Platform as a Service (PaaS) is a utility-based platform that allows users to develop, run and manage applications in the cloud. Leveraging the power of the cloud, business users in particular are able to avoid the cost and complexity associated with building and maintaining traditional software and servers in house.
The agility of PaaS means that its users will always have access to the most up-to-date technology, which allows business users to innovate faster and cut down on having to update and iterate applications. And as users are billed on a subscription basis, PaaS provides a rock-solid solution that scales up and down in line with business needs.
So what does PaaS have to do with banks and payment processing?
For starters, the financial services industry is no longer immune to customer demand for change. As far back as 2012, Gartner Research was advising banks that their customers would demand access to application program interfaces (APIs) and web services in the near future. Gartner also advised that “by 2016, 75% of the top 50 banks in the world will open their API and 25% of these banks will have app stores for customers.”
It would appear that these predictions may have been a little optimistic with their timeframes, but the FinTech sector has stepped in to assist. FinTechs like Currencycloud provide a PaaS solution à la backend payment processing, accessed via secure APIs.
This new pick-and-choose model allows businesses to choose a portfolio of services and then build applications around them. Data remains centralized, ready for access by any authorized application, while additional “heavy lifting” is performed by third party services. PaaS provides the technical backbone on which API-enabled FinTech frameworks rest, enabling the actual transfer of funds, while individual apps use those APIs to hook into the underlying logic. The app can then be configured however you choose.
In the future, should your business need an additional service, or want to switch provider, there is no need for costly redevelopment of the entire system – you just update the connection to the new service’s APIs and business can continue as normal.

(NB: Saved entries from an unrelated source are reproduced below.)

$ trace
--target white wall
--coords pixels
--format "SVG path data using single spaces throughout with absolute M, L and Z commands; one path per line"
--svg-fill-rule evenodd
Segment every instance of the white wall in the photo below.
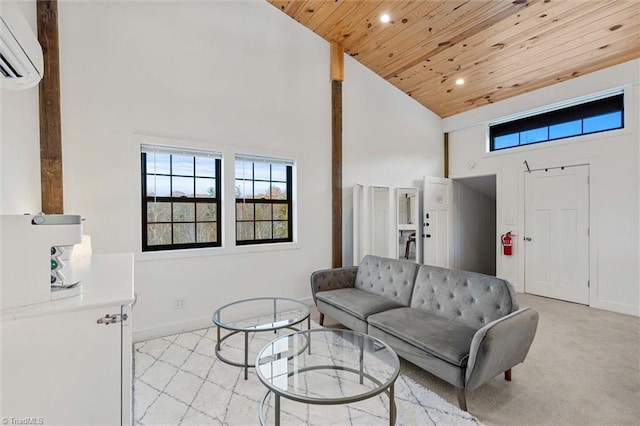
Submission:
M 498 256 L 497 274 L 524 290 L 524 170 L 590 166 L 590 305 L 638 315 L 640 60 L 443 120 L 452 178 L 497 175 L 497 234 L 515 228 L 514 255 Z M 487 123 L 500 117 L 623 87 L 625 129 L 487 153 Z M 505 222 L 513 219 L 514 225 Z
M 65 212 L 84 215 L 94 253 L 135 253 L 136 337 L 208 325 L 239 298 L 307 299 L 331 262 L 328 43 L 261 0 L 58 6 Z M 346 73 L 345 182 L 441 174 L 441 120 L 350 59 Z M 37 211 L 37 92 L 2 95 L 1 211 Z M 296 159 L 297 242 L 232 247 L 227 202 L 226 247 L 141 253 L 141 142 L 218 150 L 227 166 L 236 152 Z
M 239 298 L 309 297 L 330 264 L 328 44 L 255 1 L 63 1 L 59 26 L 65 212 L 86 217 L 95 253 L 136 253 L 136 335 L 210 324 Z M 234 154 L 296 159 L 298 242 L 141 253 L 142 141 L 223 152 L 227 246 Z
M 442 119 L 345 56 L 343 82 L 343 264 L 353 264 L 353 184 L 387 186 L 389 255 L 396 250 L 395 187 L 417 187 L 423 176 L 442 176 L 444 145 Z M 369 189 L 364 191 L 369 211 Z M 369 223 L 364 224 L 369 247 Z M 368 251 L 368 250 L 365 250 Z M 356 262 L 359 259 L 356 260 Z
M 36 28 L 35 1 L 18 3 Z M 0 89 L 0 213 L 38 213 L 40 202 L 40 128 L 38 87 Z

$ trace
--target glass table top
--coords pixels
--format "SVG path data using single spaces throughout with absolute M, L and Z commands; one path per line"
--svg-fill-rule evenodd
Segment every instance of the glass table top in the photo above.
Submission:
M 213 313 L 213 323 L 234 331 L 278 330 L 309 317 L 309 307 L 284 297 L 257 297 L 229 303 Z
M 278 337 L 256 359 L 273 392 L 301 402 L 355 402 L 386 390 L 398 377 L 396 353 L 351 330 L 303 330 Z

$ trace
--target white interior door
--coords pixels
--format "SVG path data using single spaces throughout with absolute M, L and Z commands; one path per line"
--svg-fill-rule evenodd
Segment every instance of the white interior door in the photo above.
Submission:
M 422 251 L 425 265 L 449 267 L 451 181 L 424 178 Z
M 389 188 L 371 187 L 371 254 L 389 257 Z
M 589 167 L 525 173 L 525 291 L 589 303 Z
M 363 213 L 364 186 L 358 183 L 353 185 L 353 265 L 360 264 L 364 251 L 362 249 L 362 226 L 364 222 Z

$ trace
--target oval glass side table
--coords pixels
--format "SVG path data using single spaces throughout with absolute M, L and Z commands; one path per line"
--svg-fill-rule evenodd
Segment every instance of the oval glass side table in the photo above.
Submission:
M 294 326 L 304 320 L 307 320 L 307 329 L 311 328 L 309 307 L 302 302 L 285 297 L 238 300 L 216 309 L 211 319 L 217 327 L 216 357 L 227 364 L 244 367 L 245 380 L 248 377 L 249 367 L 255 366 L 249 364 L 249 333 L 276 332 L 284 328 L 298 331 Z M 221 336 L 222 329 L 230 332 Z M 244 333 L 243 362 L 232 361 L 221 353 L 222 343 L 238 333 Z

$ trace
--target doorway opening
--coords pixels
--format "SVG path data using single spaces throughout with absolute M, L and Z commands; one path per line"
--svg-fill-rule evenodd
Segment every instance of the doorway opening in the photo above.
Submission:
M 496 275 L 496 175 L 452 179 L 451 267 Z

But it all sounds too good to be true
Although the majority of the web is highly configurable, financial institutions are relatively resistant to change. However, customer demands for increased flexibility, along with pressure from bodies like the Open Banking Working Group (OBWG) have begun to force this situation to change. In the UK, there is even talk of the government using legislation to force banks to create APIs that allow businesses better access to customer data and financial services.
UK financial industry regulation is forcing innovation, but the US FinTech sector is not under any similar obligations and many are lagging behind as a result. In the US where banks are not yet under the same pressure to innovate, there is a genuine opportunity to steal a lead on the competition for those that do innovate. Foreign FinTech providers could even succeed in cornering a significant piece of the US market if the local providers do not quickly deploy their own offerings.

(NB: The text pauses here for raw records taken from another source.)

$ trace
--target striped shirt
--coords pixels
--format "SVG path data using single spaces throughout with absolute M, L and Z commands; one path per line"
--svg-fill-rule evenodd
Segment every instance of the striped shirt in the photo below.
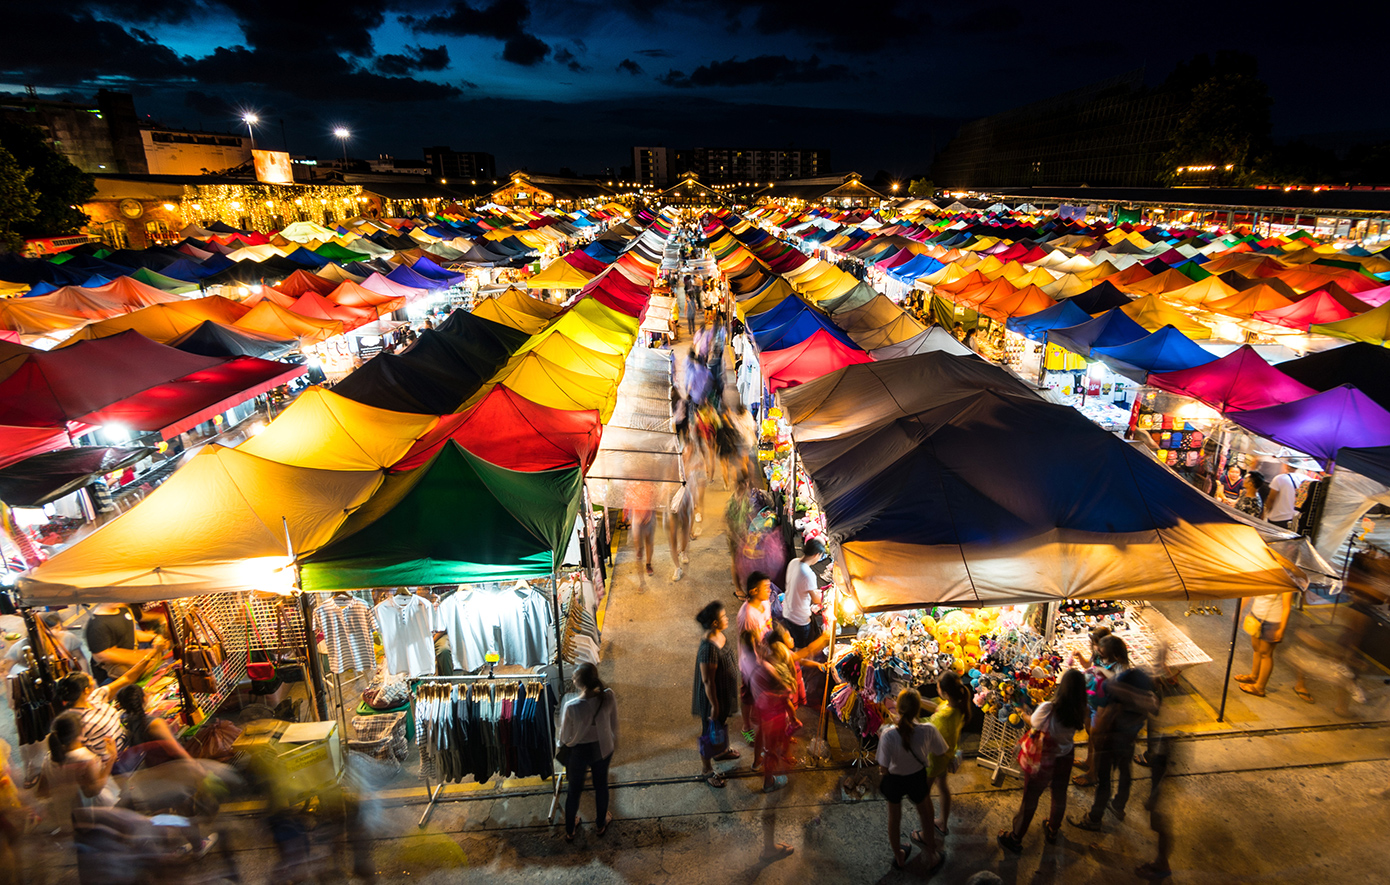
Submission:
M 110 738 L 115 742 L 117 749 L 124 749 L 121 743 L 125 740 L 124 729 L 121 728 L 121 711 L 117 710 L 107 697 L 106 687 L 93 689 L 87 696 L 86 707 L 79 707 L 82 713 L 82 734 L 78 738 L 82 746 L 96 753 L 102 762 L 107 761 L 109 753 L 106 749 L 106 739 Z
M 333 673 L 375 668 L 375 629 L 372 607 L 355 596 L 333 596 L 314 609 L 314 632 L 323 634 L 323 643 L 328 647 L 328 669 Z

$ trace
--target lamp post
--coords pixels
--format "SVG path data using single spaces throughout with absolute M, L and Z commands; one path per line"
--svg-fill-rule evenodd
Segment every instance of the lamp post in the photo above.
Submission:
M 251 136 L 251 150 L 254 151 L 256 149 L 256 130 L 252 127 L 261 122 L 261 118 L 247 111 L 241 115 L 241 122 L 246 124 L 246 134 Z
M 348 131 L 346 126 L 336 126 L 333 129 L 333 135 L 343 143 L 343 171 L 346 172 L 348 164 L 347 143 L 348 139 L 352 137 L 352 133 Z

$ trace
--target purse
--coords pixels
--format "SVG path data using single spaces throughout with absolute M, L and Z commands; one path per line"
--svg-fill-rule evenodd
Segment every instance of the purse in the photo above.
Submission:
M 1049 732 L 1029 728 L 1027 733 L 1019 738 L 1018 770 L 1025 778 L 1038 777 L 1056 761 L 1056 741 Z
M 599 712 L 599 710 L 602 710 L 602 709 L 603 709 L 603 698 L 602 698 L 602 696 L 600 696 L 600 697 L 599 697 L 598 709 L 594 710 L 594 718 L 589 720 L 589 725 L 592 726 L 595 722 L 598 721 L 598 712 Z M 728 736 L 726 735 L 726 736 L 725 736 L 725 741 L 727 742 L 727 740 L 728 740 Z M 560 746 L 558 746 L 558 747 L 555 748 L 555 761 L 558 762 L 558 763 L 560 763 L 561 767 L 568 768 L 568 767 L 569 767 L 569 764 L 570 764 L 570 757 L 573 756 L 573 755 L 574 755 L 574 747 L 571 747 L 569 744 L 561 744 Z
M 212 671 L 227 658 L 222 634 L 199 609 L 193 609 L 183 618 L 183 662 L 197 670 Z
M 1254 615 L 1246 615 L 1245 620 L 1240 622 L 1240 628 L 1251 636 L 1259 636 L 1260 631 L 1264 629 L 1264 621 Z
M 700 734 L 700 755 L 712 759 L 729 749 L 729 727 L 715 719 L 709 720 Z
M 256 642 L 261 645 L 261 654 L 265 656 L 264 661 L 255 660 L 256 650 L 251 645 L 251 637 L 255 635 Z M 251 608 L 251 603 L 246 603 L 246 675 L 258 685 L 253 686 L 257 694 L 269 694 L 280 687 L 280 678 L 275 673 L 275 661 L 271 659 L 270 652 L 261 639 L 261 630 L 256 624 L 256 614 Z

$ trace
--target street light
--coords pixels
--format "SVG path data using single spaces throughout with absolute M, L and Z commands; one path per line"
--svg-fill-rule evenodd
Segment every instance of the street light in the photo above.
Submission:
M 241 122 L 246 124 L 246 134 L 251 136 L 251 150 L 254 151 L 256 149 L 256 131 L 251 127 L 261 122 L 261 118 L 257 117 L 252 112 L 247 111 L 246 113 L 241 115 Z
M 333 135 L 338 139 L 341 139 L 343 142 L 343 170 L 346 171 L 348 162 L 347 143 L 348 139 L 352 138 L 352 133 L 348 131 L 348 128 L 346 126 L 335 126 L 333 128 Z

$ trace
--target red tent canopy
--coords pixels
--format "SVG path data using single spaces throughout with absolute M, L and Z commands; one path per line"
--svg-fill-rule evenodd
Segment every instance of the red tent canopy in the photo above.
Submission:
M 63 427 L 0 426 L 0 467 L 71 446 L 67 429 Z
M 864 351 L 847 346 L 821 329 L 799 344 L 783 350 L 764 351 L 762 369 L 767 386 L 776 391 L 804 384 L 845 366 L 873 361 L 874 358 Z
M 362 288 L 369 289 L 379 295 L 390 295 L 393 298 L 419 298 L 420 293 L 428 291 L 427 289 L 417 289 L 414 286 L 402 285 L 379 273 L 373 273 L 363 280 Z
M 305 292 L 294 300 L 290 311 L 316 320 L 337 320 L 343 329 L 356 329 L 376 319 L 376 311 L 369 307 L 347 307 L 334 304 L 317 292 Z
M 295 271 L 295 273 L 299 273 L 299 271 Z M 262 301 L 269 301 L 271 304 L 289 310 L 294 306 L 294 299 L 295 296 L 287 295 L 274 286 L 262 286 L 261 291 L 252 292 L 250 295 L 247 295 L 246 299 L 241 303 L 248 308 L 252 308 Z
M 588 470 L 602 431 L 596 410 L 547 408 L 499 384 L 467 411 L 441 418 L 391 469 L 419 467 L 452 439 L 508 470 L 553 470 L 576 464 Z
M 405 306 L 405 298 L 402 296 L 384 295 L 359 286 L 351 280 L 345 280 L 342 285 L 330 292 L 328 300 L 344 307 L 367 308 L 377 314 L 390 313 Z
M 576 267 L 579 270 L 582 270 L 585 273 L 589 274 L 600 274 L 603 273 L 605 270 L 608 270 L 607 264 L 605 264 L 602 261 L 599 261 L 597 258 L 590 255 L 589 253 L 583 252 L 579 249 L 575 249 L 573 252 L 566 253 L 565 255 L 561 256 L 560 260 L 570 265 L 571 267 Z
M 1148 383 L 1200 400 L 1218 412 L 1262 409 L 1317 393 L 1265 362 L 1248 344 L 1191 369 L 1152 374 Z
M 284 281 L 275 288 L 284 292 L 286 295 L 298 298 L 305 292 L 317 292 L 320 295 L 327 295 L 329 292 L 332 292 L 337 285 L 335 281 L 326 280 L 317 274 L 309 273 L 307 270 L 297 270 L 285 277 Z
M 1286 307 L 1257 310 L 1251 315 L 1252 319 L 1261 322 L 1273 323 L 1276 326 L 1288 326 L 1290 329 L 1302 329 L 1304 332 L 1308 331 L 1308 327 L 1313 323 L 1335 323 L 1338 320 L 1350 319 L 1354 316 L 1356 316 L 1356 311 L 1342 305 L 1328 294 L 1326 289 L 1319 289 Z

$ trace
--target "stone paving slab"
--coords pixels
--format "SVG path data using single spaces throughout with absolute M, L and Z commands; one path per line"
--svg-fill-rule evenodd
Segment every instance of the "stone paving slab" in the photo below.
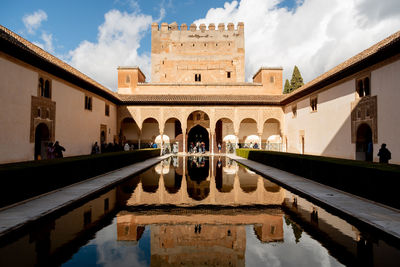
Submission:
M 289 190 L 301 192 L 334 210 L 400 239 L 400 210 L 236 155 L 228 157 L 271 177 L 272 181 L 286 185 Z
M 117 184 L 128 176 L 138 174 L 169 155 L 147 159 L 88 180 L 63 187 L 0 210 L 0 237 L 42 216 L 66 208 L 76 201 L 91 196 L 105 187 Z

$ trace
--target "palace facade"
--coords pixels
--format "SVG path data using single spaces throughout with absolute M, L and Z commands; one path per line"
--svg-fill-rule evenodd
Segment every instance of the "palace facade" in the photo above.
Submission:
M 373 160 L 382 143 L 400 164 L 400 32 L 290 94 L 282 68 L 261 67 L 245 82 L 244 24 L 153 23 L 151 82 L 118 67 L 113 92 L 0 26 L 0 163 L 65 156 L 94 142 L 151 142 L 179 152 L 202 141 L 210 153 L 238 146 Z M 261 53 L 261 51 L 260 51 Z

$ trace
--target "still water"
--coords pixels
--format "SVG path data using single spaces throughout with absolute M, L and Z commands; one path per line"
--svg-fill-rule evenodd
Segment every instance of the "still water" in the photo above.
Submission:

Being able to pick-and-choose services will also help to cut down on the overheads of doing business. Instead of spending time and money recruiting the right talent to develop in house infrastructure, or building relationships and negotiating contracts with payment providers, businesses can simply link into the service of their choice to handle payments. And because every transaction is charged individually, there is no ongoing contractual obligations when the business decides it’s time to change.
The rise of banking as a service (BaaS)
Realizing the potential offered by PaaS and the unlimited capacity of the cloud, several FinTech businesses have built entirely virtual payment operations. By linking customer accounts to services “provided” by banks, FinTechs can offer a full range of banking services without actually owning any of the infrastructure behind it or any of the bank’s customer relationships.

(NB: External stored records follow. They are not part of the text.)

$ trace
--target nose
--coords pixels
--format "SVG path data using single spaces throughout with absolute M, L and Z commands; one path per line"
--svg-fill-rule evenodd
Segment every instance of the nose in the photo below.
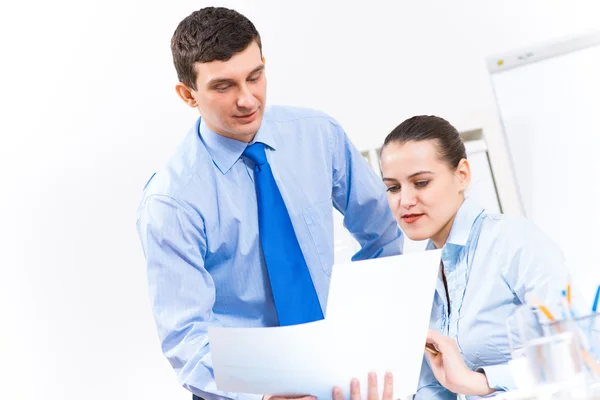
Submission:
M 239 91 L 239 95 L 237 98 L 237 106 L 239 108 L 244 108 L 247 110 L 252 110 L 254 108 L 255 99 L 254 95 L 250 91 L 247 85 L 242 85 L 242 88 Z
M 402 193 L 400 193 L 400 206 L 405 209 L 410 209 L 414 207 L 415 204 L 417 204 L 417 192 L 410 187 L 403 187 Z

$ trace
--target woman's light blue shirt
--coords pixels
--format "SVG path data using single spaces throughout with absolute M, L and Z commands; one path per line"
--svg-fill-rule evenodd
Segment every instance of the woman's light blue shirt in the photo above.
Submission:
M 485 372 L 490 387 L 515 389 L 506 321 L 532 299 L 560 300 L 569 280 L 560 249 L 526 218 L 487 214 L 466 199 L 442 249 L 442 264 L 450 305 L 440 270 L 430 327 L 455 339 L 467 366 Z M 425 359 L 415 399 L 455 398 Z

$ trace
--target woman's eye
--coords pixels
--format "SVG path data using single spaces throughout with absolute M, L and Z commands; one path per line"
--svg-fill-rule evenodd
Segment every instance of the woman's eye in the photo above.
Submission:
M 387 191 L 390 193 L 397 193 L 400 191 L 400 185 L 390 186 L 387 188 Z
M 429 184 L 429 181 L 417 181 L 415 182 L 415 186 L 419 188 L 424 188 Z

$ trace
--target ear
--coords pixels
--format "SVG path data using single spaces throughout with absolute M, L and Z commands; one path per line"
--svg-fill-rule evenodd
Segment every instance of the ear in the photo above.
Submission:
M 181 100 L 185 102 L 185 104 L 192 108 L 198 107 L 198 102 L 194 97 L 194 91 L 188 85 L 186 85 L 183 82 L 179 82 L 175 86 L 175 91 L 177 92 L 177 95 L 181 98 Z
M 471 166 L 466 158 L 460 160 L 456 167 L 455 174 L 459 182 L 459 189 L 461 192 L 464 192 L 469 186 L 469 183 L 471 183 Z

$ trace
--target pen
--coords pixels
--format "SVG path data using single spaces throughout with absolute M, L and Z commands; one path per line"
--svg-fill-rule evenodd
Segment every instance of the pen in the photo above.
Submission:
M 544 313 L 544 315 L 546 316 L 546 318 L 548 318 L 550 321 L 554 321 L 554 315 L 552 315 L 552 313 L 550 312 L 550 310 L 548 310 L 548 308 L 545 305 L 538 304 L 538 308 L 540 309 L 541 312 Z
M 437 349 L 435 348 L 435 346 L 432 345 L 432 344 L 430 344 L 430 343 L 427 343 L 425 345 L 425 350 L 427 350 L 428 352 L 430 352 L 431 354 L 434 354 L 434 355 L 440 354 L 440 352 L 437 351 Z
M 592 313 L 595 313 L 598 310 L 598 298 L 600 297 L 600 286 L 596 290 L 596 297 L 594 298 L 594 305 L 592 306 Z

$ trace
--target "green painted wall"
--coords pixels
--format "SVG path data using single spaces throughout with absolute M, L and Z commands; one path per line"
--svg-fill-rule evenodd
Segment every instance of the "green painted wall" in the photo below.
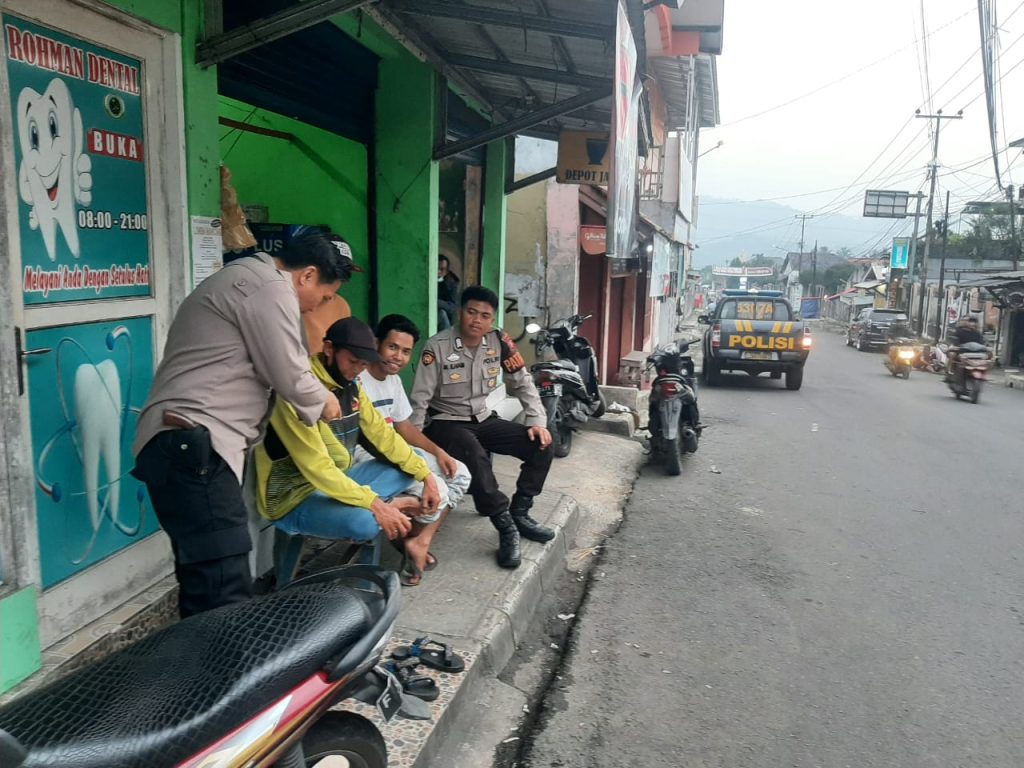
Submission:
M 223 117 L 290 133 L 292 141 L 221 126 L 220 156 L 243 205 L 269 209 L 275 224 L 326 224 L 348 240 L 366 269 L 341 289 L 356 317 L 369 318 L 366 147 L 289 117 L 223 96 Z
M 437 322 L 438 167 L 433 70 L 402 51 L 381 60 L 377 91 L 380 315 L 401 312 L 426 335 Z
M 508 144 L 502 139 L 487 145 L 484 171 L 484 238 L 480 282 L 499 297 L 505 296 L 505 234 L 508 211 L 505 204 L 505 172 Z M 504 322 L 505 303 L 498 307 L 498 324 Z
M 195 64 L 202 36 L 201 0 L 107 0 L 115 8 L 181 35 L 185 102 L 188 209 L 193 216 L 220 215 L 220 154 L 217 148 L 217 68 Z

Under the BaaS scenario, banks will be relegated to the position of providing payment and accounting services, with interbank operations being provided by third parties – the core of BaaS. FinTech start-ups, banks and any other payment processor can then build their own white-label apps that hook into the BaaS APIs, giving their users a mechanism to transfer money between banks, alongside their own value-added services. And because they are built in the cloud, BaaS applications are also fully scalable to support rapid global growth with minimal new capital investment.
As a logical conclusion, any business can use the same approach to build a payment and banking infrastructure that matches their operational needs. Indeed, there are already platforms in place that do all the hard work for these businesses, with the option to white-label the service as their own. Services like Currencycloud are built exactly on this concept.
Configurability for future success
The added flexibility and lower cost of payment processing offer every business an opportunity to reduce their operating costs and increase their global reach. Highly configurable services will make it as simple to trade with an organization on the other side of the world, as it is to sell to the business in the office next door.
This greater control also increases financial transparency and allows businesses to change strategic direction more quickly. This is the reason why top US banks including JP Morgan Chase are currently working with PaaS providers. And, as smaller traditional banks find themselves struggling against new online regional banks, FinTech mania is spreading from Wall Street to main street. As market conditions and customer demands change, BaaS supports lightning fast changes to operations and processes, so that every business can respond more quickly – giving them opportunities to delight their clients and add to their market share.